Nikon D7000 with kit lens

Nikon D7000 w/ Kit Lens

IF $1,299 or $1,499 is out of your price range, but you love the video-capabilities of the D7000, you should take a look at the Nikon D5100, which has slightly better video functionality and costs just $823 with a kit lens. It doesn’t have all the bells and whistles that the D7000 does, but most consumers won’t use many of them anyways. If you’re really serious about photography and plan on investing in a lot of lenses and accessories, go with the D7000. If you want to keep things simple, stick with the D5100.

Shooting video with a DSLR is challenging and takes practice. The autofocus system on the D7000 isn’t ideal for fast-moving objects or complex scenes, such as an entire soccer game. Depending on which lens is on the D700, the autofocus mechanism can produce undesirable noise that gets picked up by the built-in microphone.

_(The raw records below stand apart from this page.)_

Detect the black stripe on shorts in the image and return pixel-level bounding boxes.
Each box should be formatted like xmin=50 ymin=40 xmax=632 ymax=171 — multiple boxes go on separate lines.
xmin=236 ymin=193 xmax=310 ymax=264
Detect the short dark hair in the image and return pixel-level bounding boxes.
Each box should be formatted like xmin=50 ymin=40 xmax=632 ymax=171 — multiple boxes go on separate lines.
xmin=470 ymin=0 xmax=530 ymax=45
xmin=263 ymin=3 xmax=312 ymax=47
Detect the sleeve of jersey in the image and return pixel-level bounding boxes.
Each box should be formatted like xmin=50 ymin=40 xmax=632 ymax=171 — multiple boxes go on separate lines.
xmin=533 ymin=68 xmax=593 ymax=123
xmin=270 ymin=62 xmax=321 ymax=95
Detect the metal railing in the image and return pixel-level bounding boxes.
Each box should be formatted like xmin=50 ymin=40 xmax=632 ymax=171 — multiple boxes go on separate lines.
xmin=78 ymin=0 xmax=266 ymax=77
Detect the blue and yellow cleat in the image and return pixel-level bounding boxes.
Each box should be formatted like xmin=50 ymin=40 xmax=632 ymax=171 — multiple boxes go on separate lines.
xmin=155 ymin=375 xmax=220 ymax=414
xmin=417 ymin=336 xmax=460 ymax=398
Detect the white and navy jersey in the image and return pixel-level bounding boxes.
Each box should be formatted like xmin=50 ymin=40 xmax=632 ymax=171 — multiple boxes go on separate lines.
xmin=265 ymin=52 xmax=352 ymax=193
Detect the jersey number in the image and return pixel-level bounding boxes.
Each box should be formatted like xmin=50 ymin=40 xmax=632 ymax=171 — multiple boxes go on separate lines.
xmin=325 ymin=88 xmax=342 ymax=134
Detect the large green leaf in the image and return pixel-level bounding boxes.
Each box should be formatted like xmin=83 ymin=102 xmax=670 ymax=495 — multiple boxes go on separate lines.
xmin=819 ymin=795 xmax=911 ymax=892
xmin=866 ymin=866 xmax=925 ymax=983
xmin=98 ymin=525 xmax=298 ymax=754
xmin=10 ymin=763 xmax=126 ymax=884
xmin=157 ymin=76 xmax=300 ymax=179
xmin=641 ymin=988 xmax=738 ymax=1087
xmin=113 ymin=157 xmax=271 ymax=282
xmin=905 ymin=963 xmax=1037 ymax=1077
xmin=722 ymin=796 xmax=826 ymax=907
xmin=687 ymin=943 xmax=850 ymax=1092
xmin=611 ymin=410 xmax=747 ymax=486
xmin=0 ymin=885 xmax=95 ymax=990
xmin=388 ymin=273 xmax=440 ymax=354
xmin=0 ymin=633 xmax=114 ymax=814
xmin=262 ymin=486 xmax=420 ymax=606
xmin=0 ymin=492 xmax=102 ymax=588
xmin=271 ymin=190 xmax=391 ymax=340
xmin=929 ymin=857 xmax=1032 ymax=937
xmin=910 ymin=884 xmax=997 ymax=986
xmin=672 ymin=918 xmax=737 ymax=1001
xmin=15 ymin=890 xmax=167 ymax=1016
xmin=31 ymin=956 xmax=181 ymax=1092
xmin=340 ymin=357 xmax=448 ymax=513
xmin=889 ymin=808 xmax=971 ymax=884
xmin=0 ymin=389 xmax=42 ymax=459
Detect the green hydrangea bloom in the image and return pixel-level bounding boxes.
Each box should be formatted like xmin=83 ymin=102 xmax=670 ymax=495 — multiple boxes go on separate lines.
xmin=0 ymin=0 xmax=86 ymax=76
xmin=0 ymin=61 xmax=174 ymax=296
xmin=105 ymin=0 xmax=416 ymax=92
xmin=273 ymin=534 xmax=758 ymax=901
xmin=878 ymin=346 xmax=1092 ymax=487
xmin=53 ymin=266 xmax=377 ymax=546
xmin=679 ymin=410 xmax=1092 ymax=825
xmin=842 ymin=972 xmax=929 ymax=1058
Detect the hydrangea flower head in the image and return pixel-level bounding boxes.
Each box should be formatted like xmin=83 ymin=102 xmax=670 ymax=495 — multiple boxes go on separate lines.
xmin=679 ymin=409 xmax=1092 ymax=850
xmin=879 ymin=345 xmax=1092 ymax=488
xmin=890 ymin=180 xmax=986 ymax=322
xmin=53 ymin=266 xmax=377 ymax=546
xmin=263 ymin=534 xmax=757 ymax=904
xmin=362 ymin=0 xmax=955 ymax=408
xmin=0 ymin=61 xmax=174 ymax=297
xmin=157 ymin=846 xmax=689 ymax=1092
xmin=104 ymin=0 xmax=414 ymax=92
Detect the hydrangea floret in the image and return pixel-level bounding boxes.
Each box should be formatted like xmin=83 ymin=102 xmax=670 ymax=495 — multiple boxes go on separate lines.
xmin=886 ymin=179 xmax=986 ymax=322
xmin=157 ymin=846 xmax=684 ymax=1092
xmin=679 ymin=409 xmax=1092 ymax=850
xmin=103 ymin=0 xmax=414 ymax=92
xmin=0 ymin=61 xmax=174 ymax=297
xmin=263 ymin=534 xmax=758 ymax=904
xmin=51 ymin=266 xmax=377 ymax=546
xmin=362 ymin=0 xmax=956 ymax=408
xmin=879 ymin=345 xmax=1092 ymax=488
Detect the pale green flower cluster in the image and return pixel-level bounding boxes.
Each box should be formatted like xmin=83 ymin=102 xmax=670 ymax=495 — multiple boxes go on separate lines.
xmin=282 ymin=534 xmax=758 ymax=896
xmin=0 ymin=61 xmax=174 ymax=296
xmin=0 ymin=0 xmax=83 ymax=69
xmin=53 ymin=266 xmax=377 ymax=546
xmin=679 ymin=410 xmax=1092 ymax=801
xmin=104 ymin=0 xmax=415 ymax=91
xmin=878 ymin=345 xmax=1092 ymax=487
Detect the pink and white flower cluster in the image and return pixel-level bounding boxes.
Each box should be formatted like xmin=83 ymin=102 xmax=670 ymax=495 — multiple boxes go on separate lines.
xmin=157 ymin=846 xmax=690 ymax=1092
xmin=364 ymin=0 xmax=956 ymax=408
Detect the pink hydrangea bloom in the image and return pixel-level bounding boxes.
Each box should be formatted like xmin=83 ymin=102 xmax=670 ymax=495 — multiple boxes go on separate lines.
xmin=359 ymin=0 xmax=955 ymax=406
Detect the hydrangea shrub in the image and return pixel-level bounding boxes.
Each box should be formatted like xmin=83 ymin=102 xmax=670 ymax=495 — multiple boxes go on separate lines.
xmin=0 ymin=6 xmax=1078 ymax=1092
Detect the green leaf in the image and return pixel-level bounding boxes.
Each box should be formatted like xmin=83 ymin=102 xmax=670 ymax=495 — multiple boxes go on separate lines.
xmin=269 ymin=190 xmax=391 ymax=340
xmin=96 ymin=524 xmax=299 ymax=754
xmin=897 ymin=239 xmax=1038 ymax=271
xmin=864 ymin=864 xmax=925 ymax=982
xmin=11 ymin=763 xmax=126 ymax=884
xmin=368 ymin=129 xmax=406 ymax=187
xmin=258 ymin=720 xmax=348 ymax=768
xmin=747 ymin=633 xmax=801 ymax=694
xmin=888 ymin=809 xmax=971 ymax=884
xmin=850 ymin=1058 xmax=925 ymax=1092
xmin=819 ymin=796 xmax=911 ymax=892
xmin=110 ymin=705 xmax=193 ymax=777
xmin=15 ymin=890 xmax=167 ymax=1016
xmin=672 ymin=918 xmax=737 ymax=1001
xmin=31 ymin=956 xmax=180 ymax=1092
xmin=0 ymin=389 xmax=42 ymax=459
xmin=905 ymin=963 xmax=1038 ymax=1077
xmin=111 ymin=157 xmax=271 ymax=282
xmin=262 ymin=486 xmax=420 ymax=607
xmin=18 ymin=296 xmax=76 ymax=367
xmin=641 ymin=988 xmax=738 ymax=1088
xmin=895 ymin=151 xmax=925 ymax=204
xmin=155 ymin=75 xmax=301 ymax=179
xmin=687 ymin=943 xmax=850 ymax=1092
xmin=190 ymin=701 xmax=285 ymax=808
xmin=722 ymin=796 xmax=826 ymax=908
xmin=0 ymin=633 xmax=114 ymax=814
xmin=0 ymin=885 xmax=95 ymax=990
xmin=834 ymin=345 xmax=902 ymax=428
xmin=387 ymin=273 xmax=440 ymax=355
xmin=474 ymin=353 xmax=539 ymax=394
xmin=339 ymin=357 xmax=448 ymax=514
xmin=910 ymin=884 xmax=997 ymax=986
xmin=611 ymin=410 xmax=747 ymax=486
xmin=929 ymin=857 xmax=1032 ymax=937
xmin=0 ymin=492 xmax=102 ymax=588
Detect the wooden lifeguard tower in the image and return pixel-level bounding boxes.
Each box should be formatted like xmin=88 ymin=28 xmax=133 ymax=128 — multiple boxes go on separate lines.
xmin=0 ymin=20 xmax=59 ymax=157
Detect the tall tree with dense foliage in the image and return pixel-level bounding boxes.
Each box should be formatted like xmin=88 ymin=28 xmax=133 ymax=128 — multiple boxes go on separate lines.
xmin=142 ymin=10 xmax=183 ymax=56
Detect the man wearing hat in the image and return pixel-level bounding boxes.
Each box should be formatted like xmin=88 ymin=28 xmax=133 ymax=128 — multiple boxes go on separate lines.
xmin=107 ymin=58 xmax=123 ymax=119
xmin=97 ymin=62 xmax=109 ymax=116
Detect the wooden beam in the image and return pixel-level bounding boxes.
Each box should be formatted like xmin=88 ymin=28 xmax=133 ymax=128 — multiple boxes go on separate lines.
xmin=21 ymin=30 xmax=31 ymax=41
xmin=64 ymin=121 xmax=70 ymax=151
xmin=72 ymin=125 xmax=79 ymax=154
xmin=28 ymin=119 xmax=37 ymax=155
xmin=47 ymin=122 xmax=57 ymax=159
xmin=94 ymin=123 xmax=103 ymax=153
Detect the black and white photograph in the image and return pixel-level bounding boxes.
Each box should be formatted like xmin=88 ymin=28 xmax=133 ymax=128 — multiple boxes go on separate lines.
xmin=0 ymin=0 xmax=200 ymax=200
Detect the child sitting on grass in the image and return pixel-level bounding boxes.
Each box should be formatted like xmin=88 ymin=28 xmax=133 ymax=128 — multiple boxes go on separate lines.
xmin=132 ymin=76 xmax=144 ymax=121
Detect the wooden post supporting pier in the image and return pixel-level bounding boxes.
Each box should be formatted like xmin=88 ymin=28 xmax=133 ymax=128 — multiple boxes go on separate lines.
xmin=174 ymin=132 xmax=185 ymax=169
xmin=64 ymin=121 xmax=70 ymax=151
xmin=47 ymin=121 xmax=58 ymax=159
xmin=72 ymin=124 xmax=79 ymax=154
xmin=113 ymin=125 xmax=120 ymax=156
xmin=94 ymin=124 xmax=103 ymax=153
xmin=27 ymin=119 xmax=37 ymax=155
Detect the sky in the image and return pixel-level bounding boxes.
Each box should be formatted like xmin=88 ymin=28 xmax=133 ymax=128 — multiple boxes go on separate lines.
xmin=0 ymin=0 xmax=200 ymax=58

DSLRs are better-suited for taking short video clips that can be spliced together to tell a story, much in the same way that TV shows and movies are produced.

Most people will never watch home videos that are more than a few minutes long. While my son got to enjoy his first fireworks show with him, I wanted his other set of grandparents and other family members to see his reaction.  A few short closeups of his face and a sample of the fireworks he was watching did the trick. There was no need to record the entire show and upload a 40-minute video.

I love my mobile devices, but usually hate the lackluster videos that come out of them. Childhood only happens once and I intend to capture photos and videos that we’ll enjoy for years to come. I do take pictures and video with my iPhone 4 and Nikon P7000 when I don’t have a DSLR ready to go, but the final results are no comparison to the D7000.

How do you shoot photos and videos of your family? Are you satisfied with your phone’s camera or do you use something else?